Lead was first added to glass on an industrial scale in the 1600's. It makes the glass denser and decreases the speed at which light travels through it. This causes refraction of the light. Lead Crystal has an index of refraction of n = 1.7, which means it reflects light greater than regular (soda-lime) glass and is therefore more brilliant. In addition the light is refracted into it's component wavelengths which is what causes rainbows.
An interesting note is that the term "crystal" actually refers to a particular property that pertains to solid matter when their atoms and sometimes molecules form an organized lattice structure in space.
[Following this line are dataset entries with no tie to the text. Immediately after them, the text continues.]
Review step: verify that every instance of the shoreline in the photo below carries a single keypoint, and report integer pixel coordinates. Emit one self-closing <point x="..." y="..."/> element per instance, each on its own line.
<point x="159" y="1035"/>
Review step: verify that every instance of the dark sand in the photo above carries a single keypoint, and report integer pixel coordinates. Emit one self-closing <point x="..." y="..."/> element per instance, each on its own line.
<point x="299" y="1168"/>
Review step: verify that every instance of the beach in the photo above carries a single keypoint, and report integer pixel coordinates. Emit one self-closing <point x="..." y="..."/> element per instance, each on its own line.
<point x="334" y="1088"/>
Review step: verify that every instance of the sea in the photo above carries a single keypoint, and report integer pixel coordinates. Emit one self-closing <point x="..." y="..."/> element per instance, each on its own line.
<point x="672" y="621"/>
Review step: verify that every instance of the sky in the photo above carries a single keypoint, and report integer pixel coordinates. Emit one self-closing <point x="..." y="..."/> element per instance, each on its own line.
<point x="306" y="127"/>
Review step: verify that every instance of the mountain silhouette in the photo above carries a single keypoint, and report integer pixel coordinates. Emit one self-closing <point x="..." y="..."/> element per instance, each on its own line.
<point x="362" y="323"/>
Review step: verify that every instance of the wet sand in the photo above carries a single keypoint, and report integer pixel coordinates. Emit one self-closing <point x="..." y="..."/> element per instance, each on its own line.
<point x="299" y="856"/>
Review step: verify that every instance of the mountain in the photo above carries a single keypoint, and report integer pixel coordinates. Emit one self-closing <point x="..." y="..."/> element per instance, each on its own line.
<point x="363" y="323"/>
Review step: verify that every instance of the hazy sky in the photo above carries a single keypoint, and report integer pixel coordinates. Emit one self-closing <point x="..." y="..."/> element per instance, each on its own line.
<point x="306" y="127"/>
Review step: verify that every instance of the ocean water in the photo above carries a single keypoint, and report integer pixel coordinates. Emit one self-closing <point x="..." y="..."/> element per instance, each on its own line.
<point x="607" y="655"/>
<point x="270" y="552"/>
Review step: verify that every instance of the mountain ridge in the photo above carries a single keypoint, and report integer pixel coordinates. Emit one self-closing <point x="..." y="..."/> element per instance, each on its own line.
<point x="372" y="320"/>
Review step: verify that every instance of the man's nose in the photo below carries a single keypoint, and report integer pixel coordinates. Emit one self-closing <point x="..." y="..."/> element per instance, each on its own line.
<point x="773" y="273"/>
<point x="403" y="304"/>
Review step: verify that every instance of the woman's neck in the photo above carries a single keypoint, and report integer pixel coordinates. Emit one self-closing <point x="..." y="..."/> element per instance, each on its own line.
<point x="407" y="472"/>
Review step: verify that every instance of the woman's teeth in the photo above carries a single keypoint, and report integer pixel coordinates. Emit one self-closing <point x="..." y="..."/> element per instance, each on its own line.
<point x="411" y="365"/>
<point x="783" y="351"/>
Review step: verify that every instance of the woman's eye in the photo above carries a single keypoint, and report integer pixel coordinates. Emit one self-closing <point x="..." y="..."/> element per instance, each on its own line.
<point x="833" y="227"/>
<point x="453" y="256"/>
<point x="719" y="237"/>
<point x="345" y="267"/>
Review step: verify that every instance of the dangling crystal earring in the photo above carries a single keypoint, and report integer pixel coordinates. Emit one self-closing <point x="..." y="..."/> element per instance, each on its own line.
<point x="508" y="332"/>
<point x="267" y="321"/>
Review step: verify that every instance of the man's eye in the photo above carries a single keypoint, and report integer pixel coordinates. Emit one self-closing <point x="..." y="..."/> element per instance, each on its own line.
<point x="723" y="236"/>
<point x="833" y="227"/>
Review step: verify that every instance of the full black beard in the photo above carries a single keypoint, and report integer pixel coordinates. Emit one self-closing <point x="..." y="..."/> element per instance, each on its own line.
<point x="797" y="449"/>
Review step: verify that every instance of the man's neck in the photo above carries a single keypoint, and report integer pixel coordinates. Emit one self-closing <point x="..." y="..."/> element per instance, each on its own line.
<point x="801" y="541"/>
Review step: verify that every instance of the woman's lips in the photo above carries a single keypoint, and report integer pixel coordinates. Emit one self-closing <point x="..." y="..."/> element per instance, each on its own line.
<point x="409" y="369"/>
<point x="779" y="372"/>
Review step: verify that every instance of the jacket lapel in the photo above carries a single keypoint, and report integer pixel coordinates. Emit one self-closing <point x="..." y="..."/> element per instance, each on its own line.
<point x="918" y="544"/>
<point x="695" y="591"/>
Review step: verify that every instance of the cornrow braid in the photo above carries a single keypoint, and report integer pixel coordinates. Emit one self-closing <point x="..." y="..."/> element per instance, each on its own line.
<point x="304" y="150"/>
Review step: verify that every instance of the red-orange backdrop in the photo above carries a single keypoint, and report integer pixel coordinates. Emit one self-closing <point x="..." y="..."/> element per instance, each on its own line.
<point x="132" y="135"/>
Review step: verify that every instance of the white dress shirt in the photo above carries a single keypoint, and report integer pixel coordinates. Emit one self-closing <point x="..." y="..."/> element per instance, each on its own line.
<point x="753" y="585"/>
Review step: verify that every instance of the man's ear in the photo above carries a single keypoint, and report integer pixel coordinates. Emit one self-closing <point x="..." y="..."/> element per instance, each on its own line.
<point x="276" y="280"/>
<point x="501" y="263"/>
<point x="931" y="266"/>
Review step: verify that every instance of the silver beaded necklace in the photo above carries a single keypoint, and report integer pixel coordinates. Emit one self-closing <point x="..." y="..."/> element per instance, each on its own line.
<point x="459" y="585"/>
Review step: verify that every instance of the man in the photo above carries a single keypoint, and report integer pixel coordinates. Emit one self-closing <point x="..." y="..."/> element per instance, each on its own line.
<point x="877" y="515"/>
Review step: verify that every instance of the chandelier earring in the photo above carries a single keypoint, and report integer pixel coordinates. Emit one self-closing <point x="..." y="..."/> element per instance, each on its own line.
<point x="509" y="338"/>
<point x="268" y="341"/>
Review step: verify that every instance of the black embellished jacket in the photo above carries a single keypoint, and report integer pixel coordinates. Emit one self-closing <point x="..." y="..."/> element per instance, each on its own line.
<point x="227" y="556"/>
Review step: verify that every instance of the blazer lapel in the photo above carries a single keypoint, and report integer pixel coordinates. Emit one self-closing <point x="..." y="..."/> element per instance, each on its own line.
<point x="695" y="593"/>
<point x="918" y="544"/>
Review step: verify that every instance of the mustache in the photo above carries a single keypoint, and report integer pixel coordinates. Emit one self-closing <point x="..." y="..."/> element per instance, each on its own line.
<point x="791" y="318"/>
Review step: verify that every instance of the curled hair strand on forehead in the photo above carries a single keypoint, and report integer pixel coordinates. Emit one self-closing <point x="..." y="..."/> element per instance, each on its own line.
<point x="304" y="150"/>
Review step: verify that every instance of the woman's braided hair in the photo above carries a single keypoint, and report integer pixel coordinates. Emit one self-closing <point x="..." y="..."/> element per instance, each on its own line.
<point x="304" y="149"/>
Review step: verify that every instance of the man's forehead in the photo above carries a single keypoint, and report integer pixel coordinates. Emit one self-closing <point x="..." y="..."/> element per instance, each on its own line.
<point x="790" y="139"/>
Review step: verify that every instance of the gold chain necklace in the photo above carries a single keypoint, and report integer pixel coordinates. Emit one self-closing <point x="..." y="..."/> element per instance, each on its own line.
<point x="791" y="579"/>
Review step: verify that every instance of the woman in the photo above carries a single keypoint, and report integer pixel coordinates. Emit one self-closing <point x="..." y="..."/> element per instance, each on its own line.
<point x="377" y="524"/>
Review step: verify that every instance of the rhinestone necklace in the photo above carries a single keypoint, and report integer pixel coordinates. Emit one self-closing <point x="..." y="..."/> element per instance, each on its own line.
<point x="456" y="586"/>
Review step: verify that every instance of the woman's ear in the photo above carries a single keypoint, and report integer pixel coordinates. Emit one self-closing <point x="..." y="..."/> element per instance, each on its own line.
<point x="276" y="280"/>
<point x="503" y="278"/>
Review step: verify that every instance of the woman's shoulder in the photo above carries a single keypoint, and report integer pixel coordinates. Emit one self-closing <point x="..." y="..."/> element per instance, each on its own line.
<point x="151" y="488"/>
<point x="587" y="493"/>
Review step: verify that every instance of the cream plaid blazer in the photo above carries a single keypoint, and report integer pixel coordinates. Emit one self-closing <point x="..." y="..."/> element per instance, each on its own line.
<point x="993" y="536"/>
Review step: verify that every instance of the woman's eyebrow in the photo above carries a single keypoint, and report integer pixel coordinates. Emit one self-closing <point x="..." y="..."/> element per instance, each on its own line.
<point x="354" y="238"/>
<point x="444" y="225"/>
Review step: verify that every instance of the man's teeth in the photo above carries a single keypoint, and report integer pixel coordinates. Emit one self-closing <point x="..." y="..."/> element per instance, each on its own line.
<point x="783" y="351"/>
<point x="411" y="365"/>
Ice for example is, at an atomic level, a crystal; when we look at it from an atomic level we see the atoms arranged in a structured pattern. Ironically glass does not have this crystalline property and therefore referring to crystal glassware as "crystal" is actually a misnomer.
Now a days true "Lead Glass" is rarely manufactured due to the health risks associated. Lead is extremely poisonous and hazardous; it can cause severe damage to various body organs and even death if exposed. The lead from lead glass containers contaminates stored liquids, therefore never ingest anything stored in lead glass! In place of lead barium oxide, zinc oxide or potassium oxide are used.
And so finally this brings us to the question I am sure you have all been asking yourselves: Why do crystal glasses sing, but soda-lime glasses do not?
The changes in properties of the glass when infused with lead are not only responsible for the physical differences between crystal and glass, but also the acoustic differences.